Every time something goes wrong, I think the worst, and I think it on a grand scheme: I will never achieve anything in life, I will never find love, I will never ever find adventure or meaning or purpose or happiness.

Silly, I know.  It’s difficult for me to think in terms of details, but all the same, I’m a worrier.  Of the worst kind.

And worry is slowly poisoning me.

The second I woke up yesterday morning, a wave of worry hit me.  I thought about it in the shower, with each bite of my cereal, on my long walk to work, in the swivel chair at my desk, even while reading in bed later that night.

I’m being consumed with worry.  To the point where I cannot think of anything else.

As I’ve hinted at in previous posts, I will be taking a risk in just a few months.  A risk so life-changing, that I’m looking to no one but God for guidance.  But it’s a risk that’s paramount to my first step towards living out a greater story, writing a life of adventure and passion.  It’s something that I’m unwilling to give up.

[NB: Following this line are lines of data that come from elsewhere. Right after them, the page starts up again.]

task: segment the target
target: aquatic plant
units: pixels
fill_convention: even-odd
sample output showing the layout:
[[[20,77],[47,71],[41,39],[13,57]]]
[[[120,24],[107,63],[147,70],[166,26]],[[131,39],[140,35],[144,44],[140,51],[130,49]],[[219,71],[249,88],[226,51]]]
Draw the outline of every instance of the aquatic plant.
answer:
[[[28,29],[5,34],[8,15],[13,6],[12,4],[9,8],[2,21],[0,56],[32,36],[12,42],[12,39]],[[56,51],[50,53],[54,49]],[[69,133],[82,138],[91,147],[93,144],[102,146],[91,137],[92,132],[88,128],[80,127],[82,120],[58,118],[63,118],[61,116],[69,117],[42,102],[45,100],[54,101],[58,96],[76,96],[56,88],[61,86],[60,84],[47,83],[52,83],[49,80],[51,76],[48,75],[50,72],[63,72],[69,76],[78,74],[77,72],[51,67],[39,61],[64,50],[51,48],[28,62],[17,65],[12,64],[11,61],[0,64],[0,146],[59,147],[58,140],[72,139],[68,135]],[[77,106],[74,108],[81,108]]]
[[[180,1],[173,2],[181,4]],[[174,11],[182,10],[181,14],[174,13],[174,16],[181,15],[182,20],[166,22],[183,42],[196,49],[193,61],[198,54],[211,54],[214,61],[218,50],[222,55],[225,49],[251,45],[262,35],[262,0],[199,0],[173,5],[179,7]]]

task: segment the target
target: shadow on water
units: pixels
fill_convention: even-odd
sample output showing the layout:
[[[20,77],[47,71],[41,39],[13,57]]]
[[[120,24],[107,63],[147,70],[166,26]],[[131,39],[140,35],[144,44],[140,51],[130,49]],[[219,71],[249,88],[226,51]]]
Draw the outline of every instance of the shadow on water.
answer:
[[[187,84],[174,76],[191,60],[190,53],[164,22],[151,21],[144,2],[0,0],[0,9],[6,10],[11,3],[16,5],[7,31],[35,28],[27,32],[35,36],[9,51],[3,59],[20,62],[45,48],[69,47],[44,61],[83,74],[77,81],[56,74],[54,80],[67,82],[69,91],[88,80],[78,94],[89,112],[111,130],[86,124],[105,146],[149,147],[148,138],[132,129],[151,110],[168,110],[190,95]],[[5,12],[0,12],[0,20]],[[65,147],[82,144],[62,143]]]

Yet the worry is eating me alive.

I still have a few flaws in my plan.  Gaps so large that I’m trusting only God to provide.  But each time I attempt to lay down my worries, I take them back up again, allowing doubt to wash over me like a wave tossed aimlessly by the wind out at sea.

And that’s exactly what it feels like.  Doubt seeps in until you’re no longer an active agent in your life, until you can no longer act out anything but the role of victim.  Doubt is the opposite of empowerment.

There’s no easy remedy for worry.  It’s a process that takes time, but the effort always ends in growth.  Doubt is intrinsic to human nature.  And each day is an empty battlefield.  Understanding the need to meet doubt on that field daily is a step in the right direction.  And a step towards living out the story you were meant to play out.

Am I alone in all this doubting and worrying?  What’s been eating away at you lately?